Eltern stimmen über Kapellenschule ab
Bald auch Gemeinschaftsschule? Die Eltern der Kapellenschule am Dr.-Thomas-Plaßmann-Weg stimmen Ende Februar ab.  Bild: jed

Mehr als ein Drittel der Eltern hat sich dafür ausgesprochen, das Verfahren zur Bestimmung der Schulart in Gang zu setzen. Darüber informierte Roland Thiesbrummel, Leiter des Fachbereichs Schule, den Bildungsausschuss. Damit ist der Schritt zwingend und das Ergebnis der Abstimmung nach dem Schulgesetz des Landes NRW bindend.

Die Diskussion über eine Umwandlung hatte im vorigen Jahr begonnen, weil sich die Elternvertretung nicht damit abfinden wollte, dass die Leitungsstelle nicht besetzt werden kann.
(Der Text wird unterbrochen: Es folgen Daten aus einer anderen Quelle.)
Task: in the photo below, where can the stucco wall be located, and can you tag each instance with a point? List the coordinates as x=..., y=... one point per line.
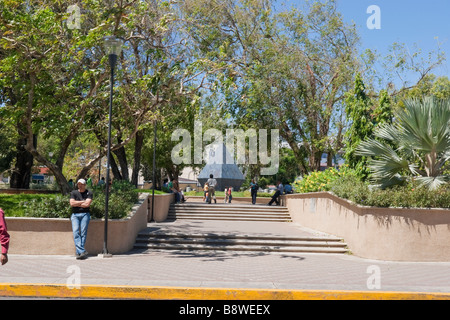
x=396, y=234
x=42, y=236
x=161, y=207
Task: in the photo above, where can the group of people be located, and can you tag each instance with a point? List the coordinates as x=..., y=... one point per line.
x=209, y=190
x=281, y=189
x=81, y=199
x=174, y=187
x=89, y=182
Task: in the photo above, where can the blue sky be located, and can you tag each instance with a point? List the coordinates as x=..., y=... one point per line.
x=406, y=21
x=412, y=22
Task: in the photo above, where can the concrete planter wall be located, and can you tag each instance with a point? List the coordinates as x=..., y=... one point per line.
x=241, y=200
x=161, y=207
x=44, y=236
x=396, y=234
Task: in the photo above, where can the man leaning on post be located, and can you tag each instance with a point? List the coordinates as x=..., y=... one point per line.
x=4, y=238
x=80, y=201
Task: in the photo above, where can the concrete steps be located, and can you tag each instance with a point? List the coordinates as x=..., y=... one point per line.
x=224, y=242
x=236, y=227
x=234, y=212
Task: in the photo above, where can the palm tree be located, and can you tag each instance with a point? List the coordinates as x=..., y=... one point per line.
x=421, y=134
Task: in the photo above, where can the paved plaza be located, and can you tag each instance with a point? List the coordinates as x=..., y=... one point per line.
x=232, y=270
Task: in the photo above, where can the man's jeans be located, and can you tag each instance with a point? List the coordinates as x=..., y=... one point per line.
x=80, y=222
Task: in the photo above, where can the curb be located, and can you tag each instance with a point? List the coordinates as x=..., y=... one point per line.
x=190, y=293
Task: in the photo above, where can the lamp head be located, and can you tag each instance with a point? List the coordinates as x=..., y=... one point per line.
x=113, y=45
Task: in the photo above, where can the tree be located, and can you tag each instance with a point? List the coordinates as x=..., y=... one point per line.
x=358, y=110
x=59, y=76
x=288, y=70
x=421, y=134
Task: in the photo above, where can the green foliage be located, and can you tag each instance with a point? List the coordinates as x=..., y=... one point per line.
x=416, y=146
x=411, y=195
x=48, y=207
x=357, y=107
x=121, y=200
x=321, y=180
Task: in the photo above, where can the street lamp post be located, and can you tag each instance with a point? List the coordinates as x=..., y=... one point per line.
x=113, y=48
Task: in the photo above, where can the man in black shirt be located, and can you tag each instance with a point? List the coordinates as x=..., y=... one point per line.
x=80, y=201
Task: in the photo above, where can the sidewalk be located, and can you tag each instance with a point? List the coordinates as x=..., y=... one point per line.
x=221, y=275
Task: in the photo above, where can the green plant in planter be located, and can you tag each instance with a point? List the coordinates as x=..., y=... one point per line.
x=421, y=133
x=321, y=180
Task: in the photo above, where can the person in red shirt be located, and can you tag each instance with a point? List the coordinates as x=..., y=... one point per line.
x=4, y=238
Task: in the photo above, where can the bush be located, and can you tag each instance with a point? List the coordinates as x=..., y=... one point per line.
x=48, y=207
x=321, y=180
x=122, y=197
x=408, y=196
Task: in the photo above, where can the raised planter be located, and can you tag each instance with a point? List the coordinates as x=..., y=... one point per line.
x=396, y=234
x=161, y=207
x=42, y=236
x=27, y=191
x=260, y=200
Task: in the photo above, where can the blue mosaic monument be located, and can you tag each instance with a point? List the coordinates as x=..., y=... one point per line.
x=220, y=164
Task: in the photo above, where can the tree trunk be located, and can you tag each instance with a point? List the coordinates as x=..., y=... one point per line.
x=21, y=174
x=139, y=142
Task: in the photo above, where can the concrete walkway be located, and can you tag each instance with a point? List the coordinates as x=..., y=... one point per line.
x=224, y=275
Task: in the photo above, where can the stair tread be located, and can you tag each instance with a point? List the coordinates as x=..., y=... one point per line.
x=237, y=236
x=242, y=248
x=245, y=242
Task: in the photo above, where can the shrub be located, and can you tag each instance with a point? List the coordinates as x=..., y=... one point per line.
x=48, y=207
x=121, y=200
x=409, y=196
x=321, y=180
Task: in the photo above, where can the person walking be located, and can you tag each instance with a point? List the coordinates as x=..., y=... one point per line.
x=279, y=192
x=253, y=190
x=212, y=183
x=80, y=201
x=4, y=238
Die kommissarische Leiterin Jutta Hermann (50) kann die Stelle nicht übernehmen, weil sie evangelisch ist. Bei einer Gemeinschaftsschule wäre das möglich.

Seit dem Ausscheiden der früheren Leiterin im Sommer 2010 aus gesundheitlichen Gründen wird ein Nachfolger oder eine Nachfolgerin gesucht. Vier Ausschreibungen brachten kein Ergebnis. Seit Juli 2010 ist Jutta Hermann, Konrektorin der Grundschule Isselhorst, nach Avenwedde abgeordnet. Zwischenzeitlich ging auch dort die Konrektorin der Kapellenschule in Elternzeit.

Zum Stichtag 10. Januar wurden 251 Kinder an der Schule unterrichtet. 111 Eltern beantragten demnach, das Verfahren in Gang zu setzen. Einige Anträge bedürfen aus formalen Gründen der Nachbesserung, weil nur ein Elternteil unterschrieben hat, aber das notwendige Quorum von 20 Prozent dürfte laut Thiesbrummel auf jeden Fall erreicht werden. Noch bis Ende des Monats haben die Eltern Zeit, einen Antrag zu stellen.

Die Abstimmung in der Schule soll voraussichtlich zwischen dem 27. und dem 29. Februar, die Auszählung am 29. erfolgen. Für eine Umwandlung ist eine Zwei-Drittel-Mehrheit (168 Stimmen) erforderlich. Um die Eltern noch einmal zu informieren, lädt die Stadt für Mittwoch, 8. Februar, zu einer Versammlung in die Aula der Grundschule ein.

Laut einem Brief von Thiesbrummel und Schulrätin Christel Dahlhoff-Hilbert soll Konrektorin Sandra Wöhrmann Mitte Mai aus der Elternzeit zurückkommen. Weiter heißt es im Brief, alle Lehrer hätten erklärt, sie würden auch bei einem Wegfall der Konfessionsgebundenheit weiter an der Schule unterrichten wollen.

Die Kapellenschule ist außer der Josefschule in Spexard und der Overbergschule an der Neuenkirchener Straße eine von drei Bekenntnisschulen in Gütersloh. Eine Umwandlung hätte zur Folge, dass die katholische Ausrichtung entfiele und auch evangelischer Religionsunterricht angeboten würde. Die Konfession der Leitungskräfte würde keine Rolle mehr spielen, sondern nur noch ihre Qualifikation.

Das Verfahren zur Bestimmung der Schulart läuft nach Paragraf 27 des Schulgesetzes NRW. Es muss von den Eltern eines Fünftels der Schüler beantragt werden (Stichtag ist 10. Januar), und anschließend müssen sich zwei Drittel der Eltern (66 Prozent) für eine Umwandlung entscheiden, damit dies tatsächlich geschieht.

Im Kreis sind in Kaunitz und in Rietberg nach solchen Verfahren katholische in Gemeinschaftsschulen umgewandelt worden. Auch an der Overbergschule gab es Bestrebungen. Stattdessen wurde nebenan die Astrid-Lindgren-Schule gebaut, die 2013 schon wieder ausläuft. Die Kapellenschule wird seit drei Jahren zweizügig geführt. Die Schülerzahl ist im Vergleich zum Vorjahr um gut 30 auf 251 zurückgegangen.